We Are Leaders – Our Cases Change The Law
Insurance Companies Know We Are Willing to Fight for Our Clients’ Rights
Other law firms follow the leaders; we are the leaders. For example, in 2018, Attorney Dan Siegel was counsel in multiple appeals that protected or extended the rights of injured workers and persons injured in car crashes. In fact, over the past decade, Attorney Dan Siegel has been counsel in workers’ compensation appeals that have assured or increased the benefits of more injured workers throughout Pennsylvania than any other attorney.
Our cases have changed the law, and we fight to protect and expand the rights of injured workers and other victims of negligence (including car crashes, slips and falls, and defective product claims) for over three decades. As a result, we can often settle cases that other firms can’t, assuring that our clients are fully compensated for their injuries. We also recognize that every case is different, and settle cases that should settle, take cases to trial that cannot settle, and will fight on appeal to the Pennsylvania Supreme Court. Just consider some of the following cases highlighting our record of continuing success:
Protz – The Pennsylvania Supreme Court ruled that the Pennsylvania Workers’ Compensation Act’s impairment rating examination violated the Pennsylvania Constitution. By declaring this provision unconstitutional, the Supreme Court invalidated the arbitrary 500-week limit on wage losses that reduced the rights of the overwhelming majority of injured workers.
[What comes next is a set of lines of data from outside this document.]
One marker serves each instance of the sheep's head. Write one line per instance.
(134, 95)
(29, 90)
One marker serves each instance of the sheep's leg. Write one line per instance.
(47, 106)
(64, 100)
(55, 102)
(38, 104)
Attorney Dan Siegel authored the friend of the court brief on behalf of the Pennsylvania Association for Justice.
Erie Insurance v. Bristol – The Pennsylvania Supreme extended the deadline (statute of limitations) for filing claims by underinsured motorists. Before this decision, the deadline for filing these claims was dramatically and arbitrarily limited. Click here to view Dan Siegel’s oral argument before the Pennsylvania Supreme Court.
Verizon Pennsylvania Inc. v. Workers’ Compensation Appeal Board (Ketterer) – The Pennsylvania Commonwealth Court ruled that a physician must have an active clinical practice, i.e., the physician must provide preventive care and the evaluation, treatment and management of medical conditions, at least 20 hours per week, in order to be qualified to perform Impairment Rating Evaluations under Section 306(a.2)(1) of the Workers’ Compensation Act, 77 P.S. § 551.2(1).
Barnes v. Keller – The Pennsylvania Superior Court held that a jetter attached to a cargo van could be a “motor vehicle” under the Motor Vehicle Financial Responsibility Law, and disapproved of the fact that the trial judge failed to disclose that his spouse was employed as an attorney by the law firm representing the appellee.
Commonwealth v. Workers’ Compensation Appeal Board (Harvey) – The Pennsylvania Supreme Court affirmed the use of actuarial data to calculate pension offsets for injured employees who also receive pension benefits from a defined benefit plan. By not foreclosing a claimant’s ability to challenge the calculations and the assumptions underlying them, injured workers may still employ actuaries to establish when improper and inaccurate calculations form the basis for a claimed offset.
Philadelphia Gas Works v. Workers’ Compensation Appeal Board (Amodei) – The Pennsylvania Commonwealth Court held that when an employer seeks an offset from workers’ compensation benefits for pension benefits paid to an injured employee, the offset must be calculated based upon the net amount of the benefits received by the worker.
Thorne v. Miller – This is the first reported case in New Jersey to address the obligation of a driver who waves or signals another vehicle into traffic. The trial court held that a driver who
waves to another driver to proceed is under a duty of reasonable care that, at the least, requires the driver who waved to observe whether traffic conditions were such as to allow the other driver to proceed without accident; whether, in this case, the waving driver breached that duty and whether the breach was a proximate cause of the accident is for the jury.
Smith v. Pulcinella – The Pennsylvania Superior Court extended to general negligence cases the malpractice doctrine that, where the conduct of two or more tortfeasors causes an injury, and the damages cannot be reasonably apportioned among the negligent parties, any one of the tortfeasors may be held responsible for the entire verdict if that party’s negligence was a substantial contributing factor in causing the plaintiff’s injuries.
Curran v. Greate Bay Hotel & Casino – The Pennsylvania Superior Court ruled when a verdict may be reduced under the Comparative Negligence Act, and also held that the failure to request the correction of an inconsistent jury verdict constitutes a waiver of any objection to the verdict.
Denny’s v. Workmen’s Compensation Appeal Board (Stanton) – ThePennsylvania Commonwealth Court specified which actions by employees are in furtherance of an employer’s business, thus requiring an employer to provide worker’s compensation benefits to employees injured under the circumstances.
Walsh v. City of Philadelphia The Pennsylvania Supreme Court defined the nature of permissible claims against municipalities under the Recreational Use of Land and Water Act, and outlined the standard for the types of injuries for which local governmental bodies are responsible for damages under the Political Subdivision Tort Claims Act.